The US economy is experiencing something unprecedented: AI infrastructure spending is now contributing as much to US GDP growth as consumer spending. For Australian investors, this is enormously significant. The investment phase must eventually give way to an impact phase, and the timeline will shape global markets for the next decade.

A Historic Shift in GDP Composition

AI infrastructure spending is now contributing as much to US GDP growth as consumer spending. This is remarkable, given consumer spending represents roughly 70% of the American economy while AI infrastructure is a tiny fraction by comparison.

The scale of investment is staggering. The top 11 cloud providers are forecast to deploy $392 billion in 2025 alone, more than the previous two years combined. Just four companies (Amazon, Microsoft, Alphabet, and Meta) account for $315 billion of this AI infrastructure spending. Add Oracle’s massive cloud deals and Tesla’s AI infrastructure buildout, and the capital deployment becomes so enormous it’s reshaping the composition of US economic growth itself.

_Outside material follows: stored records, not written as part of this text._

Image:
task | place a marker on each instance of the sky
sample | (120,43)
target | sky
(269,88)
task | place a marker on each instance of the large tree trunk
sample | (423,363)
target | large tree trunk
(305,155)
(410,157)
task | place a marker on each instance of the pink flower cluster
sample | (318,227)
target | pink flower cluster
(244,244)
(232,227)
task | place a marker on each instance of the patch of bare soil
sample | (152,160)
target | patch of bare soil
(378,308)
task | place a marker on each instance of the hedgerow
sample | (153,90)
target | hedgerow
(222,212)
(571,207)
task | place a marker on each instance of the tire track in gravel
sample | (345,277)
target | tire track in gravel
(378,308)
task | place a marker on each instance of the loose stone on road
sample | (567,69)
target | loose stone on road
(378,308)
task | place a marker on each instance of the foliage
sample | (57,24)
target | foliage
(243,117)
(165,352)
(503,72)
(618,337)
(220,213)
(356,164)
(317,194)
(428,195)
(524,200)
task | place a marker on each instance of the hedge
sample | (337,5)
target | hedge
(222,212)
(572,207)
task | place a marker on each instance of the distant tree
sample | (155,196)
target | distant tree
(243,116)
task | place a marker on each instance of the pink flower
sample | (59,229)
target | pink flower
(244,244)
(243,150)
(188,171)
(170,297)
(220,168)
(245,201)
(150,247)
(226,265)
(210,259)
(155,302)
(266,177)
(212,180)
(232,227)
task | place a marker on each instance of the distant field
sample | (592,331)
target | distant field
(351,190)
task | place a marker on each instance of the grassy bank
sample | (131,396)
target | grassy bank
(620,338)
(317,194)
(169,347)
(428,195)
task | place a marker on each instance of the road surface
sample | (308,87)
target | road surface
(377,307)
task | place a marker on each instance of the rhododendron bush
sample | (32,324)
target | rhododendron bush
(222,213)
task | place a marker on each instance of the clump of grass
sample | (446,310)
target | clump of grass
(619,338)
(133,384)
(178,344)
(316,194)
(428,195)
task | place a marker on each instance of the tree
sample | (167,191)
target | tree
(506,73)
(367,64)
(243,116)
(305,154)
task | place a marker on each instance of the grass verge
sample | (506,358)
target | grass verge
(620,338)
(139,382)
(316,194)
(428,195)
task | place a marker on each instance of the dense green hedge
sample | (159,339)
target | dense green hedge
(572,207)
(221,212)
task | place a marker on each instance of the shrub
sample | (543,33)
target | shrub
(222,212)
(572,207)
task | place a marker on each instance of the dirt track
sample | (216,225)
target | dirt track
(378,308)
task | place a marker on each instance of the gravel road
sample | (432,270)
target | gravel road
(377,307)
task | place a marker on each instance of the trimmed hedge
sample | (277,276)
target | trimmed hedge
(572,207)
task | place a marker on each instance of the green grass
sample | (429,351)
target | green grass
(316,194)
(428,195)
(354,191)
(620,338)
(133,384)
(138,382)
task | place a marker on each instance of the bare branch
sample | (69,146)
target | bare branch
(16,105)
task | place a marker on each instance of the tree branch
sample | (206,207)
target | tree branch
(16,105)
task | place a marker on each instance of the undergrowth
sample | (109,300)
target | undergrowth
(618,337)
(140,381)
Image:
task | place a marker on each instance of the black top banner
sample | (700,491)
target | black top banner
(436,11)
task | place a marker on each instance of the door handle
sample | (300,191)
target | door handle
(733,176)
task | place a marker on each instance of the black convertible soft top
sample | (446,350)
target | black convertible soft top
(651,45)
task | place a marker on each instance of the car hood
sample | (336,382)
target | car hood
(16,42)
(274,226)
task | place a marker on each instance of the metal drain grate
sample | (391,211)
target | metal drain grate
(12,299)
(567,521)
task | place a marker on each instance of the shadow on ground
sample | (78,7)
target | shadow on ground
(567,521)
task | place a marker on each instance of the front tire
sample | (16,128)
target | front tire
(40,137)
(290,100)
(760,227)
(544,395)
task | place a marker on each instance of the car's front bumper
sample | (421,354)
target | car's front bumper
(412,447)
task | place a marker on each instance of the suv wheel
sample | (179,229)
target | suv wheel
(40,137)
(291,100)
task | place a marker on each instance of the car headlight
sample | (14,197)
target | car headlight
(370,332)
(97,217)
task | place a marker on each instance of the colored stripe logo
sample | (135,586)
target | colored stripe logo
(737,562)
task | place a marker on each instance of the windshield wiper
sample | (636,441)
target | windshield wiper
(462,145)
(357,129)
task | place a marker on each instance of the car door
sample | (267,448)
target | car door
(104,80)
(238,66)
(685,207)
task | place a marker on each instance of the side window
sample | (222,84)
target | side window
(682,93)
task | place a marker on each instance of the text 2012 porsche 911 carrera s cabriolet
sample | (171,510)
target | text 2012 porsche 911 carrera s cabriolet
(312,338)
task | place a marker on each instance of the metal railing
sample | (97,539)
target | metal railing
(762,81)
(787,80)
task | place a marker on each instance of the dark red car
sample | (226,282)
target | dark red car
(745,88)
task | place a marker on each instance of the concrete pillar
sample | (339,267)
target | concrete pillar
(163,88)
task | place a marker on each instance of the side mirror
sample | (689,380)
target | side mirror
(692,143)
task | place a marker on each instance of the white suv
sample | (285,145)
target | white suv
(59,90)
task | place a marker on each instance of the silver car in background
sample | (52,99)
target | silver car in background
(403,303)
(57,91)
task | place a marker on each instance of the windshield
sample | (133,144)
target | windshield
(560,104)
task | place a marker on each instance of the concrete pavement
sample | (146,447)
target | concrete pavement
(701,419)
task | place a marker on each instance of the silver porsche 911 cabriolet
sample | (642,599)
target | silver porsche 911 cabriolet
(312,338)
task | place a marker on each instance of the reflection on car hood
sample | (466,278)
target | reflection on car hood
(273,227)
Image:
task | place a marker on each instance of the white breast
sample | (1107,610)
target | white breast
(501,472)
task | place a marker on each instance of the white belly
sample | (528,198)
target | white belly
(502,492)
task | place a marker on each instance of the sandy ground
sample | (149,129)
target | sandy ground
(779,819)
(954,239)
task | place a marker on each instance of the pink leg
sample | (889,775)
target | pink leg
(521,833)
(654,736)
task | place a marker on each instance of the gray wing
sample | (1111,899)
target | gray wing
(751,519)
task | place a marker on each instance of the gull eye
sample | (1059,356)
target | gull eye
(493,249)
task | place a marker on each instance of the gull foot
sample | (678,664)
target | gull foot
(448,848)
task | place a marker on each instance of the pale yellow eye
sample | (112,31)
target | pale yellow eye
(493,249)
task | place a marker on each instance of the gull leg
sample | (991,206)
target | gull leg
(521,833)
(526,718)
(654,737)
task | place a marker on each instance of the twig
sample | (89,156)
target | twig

Investment Phase, Not Impact Phase

The critical point is we’re measuring the investment, not the impact. Think of AI’s economic contribution today as construction spending. It boosts GDP through building activity, equipment purchases, and employment. But construction spending isn’t the same as the economic value of the completed building.

Right now, AI is contributing to growth through capital deployment. The actual productivity gains that justify this spending remain largely ahead of us. Goldman Sachs research found no discernible impact yet on aggregate productivity measures. Enterprise AI initiatives currently achieve just 5.9% ROI against 10% capital investment. The gap between spending and economic returns is wide.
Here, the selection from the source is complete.